Arynbaev is required to complete as many as ten documents a month, from tax declarations to rent agreements. This can involve standing in line for days on end to get just one of the necessary signatures.
As a result, work can come to a standstill and serious losses are inevitable - which is why many businessmen prefer to grease the palm of the relevant officials to bring the process to an end in a matter of hours.
Viktor Yambaev, president of Almaty’s entrepreneurs association, told IWPR that an army of government bureaucrats are living very comfortably as a result of this.
He also alleged that such officials often bring in new regulations to hamper business development in order to generate more opportunities for corruption.
Consequently, many businessmen are forced to bend or break the law to ensure their own survival.
Sergei Zlotnikov, head of the non-governmental organisation Transparency Kazakstan, told IWPR that an excessively bureaucratic system had forced entrepreneurs to resort to illegal practices.
Aside from government agencies, the Komkon survey suggests that corruption in law enforcement agencies, the judiciary and even universities is widespread.

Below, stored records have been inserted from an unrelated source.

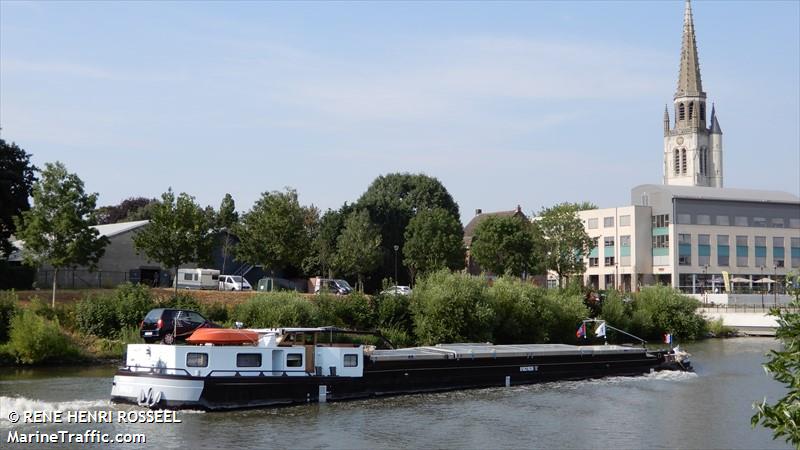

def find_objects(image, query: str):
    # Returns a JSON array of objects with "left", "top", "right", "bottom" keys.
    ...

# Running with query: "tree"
[
  {"left": 15, "top": 162, "right": 108, "bottom": 308},
  {"left": 336, "top": 211, "right": 382, "bottom": 292},
  {"left": 403, "top": 208, "right": 464, "bottom": 281},
  {"left": 534, "top": 202, "right": 594, "bottom": 286},
  {"left": 750, "top": 273, "right": 800, "bottom": 448},
  {"left": 470, "top": 216, "right": 538, "bottom": 276},
  {"left": 97, "top": 197, "right": 158, "bottom": 225},
  {"left": 216, "top": 194, "right": 239, "bottom": 274},
  {"left": 0, "top": 139, "right": 37, "bottom": 257},
  {"left": 133, "top": 188, "right": 214, "bottom": 295},
  {"left": 356, "top": 173, "right": 459, "bottom": 286},
  {"left": 234, "top": 188, "right": 309, "bottom": 271}
]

Almaty undergraduate Maxim Evgrafov told IWPR that many of his fellow students cover up their absence by bribing their teachers. Some do this so often that they do not attend any lectures at all, and only turn up to sit their exams. At this stage, a further bribe is usually enough to secure a pass mark.

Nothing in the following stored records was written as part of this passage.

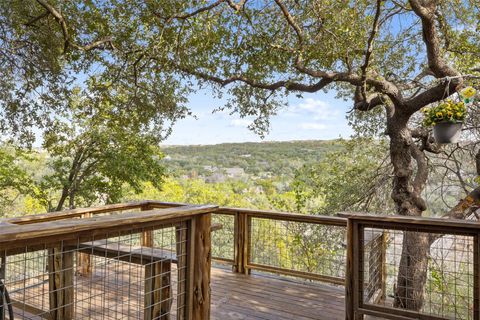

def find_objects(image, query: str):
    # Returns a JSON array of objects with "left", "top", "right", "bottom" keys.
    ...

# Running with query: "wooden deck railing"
[
  {"left": 0, "top": 201, "right": 480, "bottom": 319},
  {"left": 0, "top": 202, "right": 216, "bottom": 320},
  {"left": 342, "top": 214, "right": 480, "bottom": 320}
]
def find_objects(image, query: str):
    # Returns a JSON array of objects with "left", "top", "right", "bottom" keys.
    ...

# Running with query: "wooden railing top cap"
[
  {"left": 0, "top": 206, "right": 218, "bottom": 243},
  {"left": 338, "top": 212, "right": 480, "bottom": 231}
]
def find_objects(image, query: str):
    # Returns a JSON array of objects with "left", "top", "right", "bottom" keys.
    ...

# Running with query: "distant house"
[
  {"left": 225, "top": 167, "right": 245, "bottom": 178},
  {"left": 205, "top": 171, "right": 227, "bottom": 183}
]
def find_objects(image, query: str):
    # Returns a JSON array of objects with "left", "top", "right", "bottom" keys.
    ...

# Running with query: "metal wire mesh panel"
[
  {"left": 249, "top": 217, "right": 346, "bottom": 283},
  {"left": 0, "top": 224, "right": 187, "bottom": 319},
  {"left": 359, "top": 227, "right": 475, "bottom": 319},
  {"left": 212, "top": 214, "right": 235, "bottom": 262}
]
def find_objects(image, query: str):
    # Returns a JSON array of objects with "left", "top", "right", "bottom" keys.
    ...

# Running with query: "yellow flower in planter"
[{"left": 460, "top": 87, "right": 477, "bottom": 99}]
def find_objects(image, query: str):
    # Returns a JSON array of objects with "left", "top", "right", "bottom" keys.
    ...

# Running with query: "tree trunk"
[
  {"left": 393, "top": 232, "right": 430, "bottom": 311},
  {"left": 388, "top": 115, "right": 430, "bottom": 311}
]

Even well known figures such as President Nursultan Nazarbaev’s daughter Dariga Nazarbaeva, who heads the board of the media holding agency Khabar, has gone on record as saying that corruption is inevitable, if undesirable.
In an interview with the Russian magazine Ogonyok in May this year, she is reported to have referred to a Western businessman who said that without graft there would be no progress.
Nazarbaeva acknowledged that bribe-taking was widespread but pointed out it was also evident in developed Western countries in more subtle forms.
In general, the government’s anti-corruption measures have proved unsuccessful, with one important exception.
Last year, there was a temporary halt on tax inspectors and financial police making unauthorised, random visits to companies, during which the former would often pressure the latter into paying bribes. The initiative was so effective that it was reintroduced for much of this year.
“They [the inspectors] can’t just drop by unless they have a warrant or are investigating a complaint to the police, “ said Nazarov.
The prevalence of corruption in the Kazak economy has not stopped western firms investing in the oil industry in the past decade. These are big players who encounter fewer problems with petty officialdom than the local businessmen interviewed by IWPR.
Kazakstan scores high marks with western firms which assess financial risk for potential investors. Moody’s credit rating agency, for example, thinks Kazakstan is a healthier investment prospect than Russia.
It has certainly proved more attractive than the other Central Asian countries, with its relatively sound banking sector, and – thanks to oil – a growing economy and manageable debts. And if it is corrupt, it is probably no worse than its neighbours.
Andrei Chebotaryov is the editor of the magazine K Obshchestvu Bez Korruptsii (Towards a Society Without Corruption).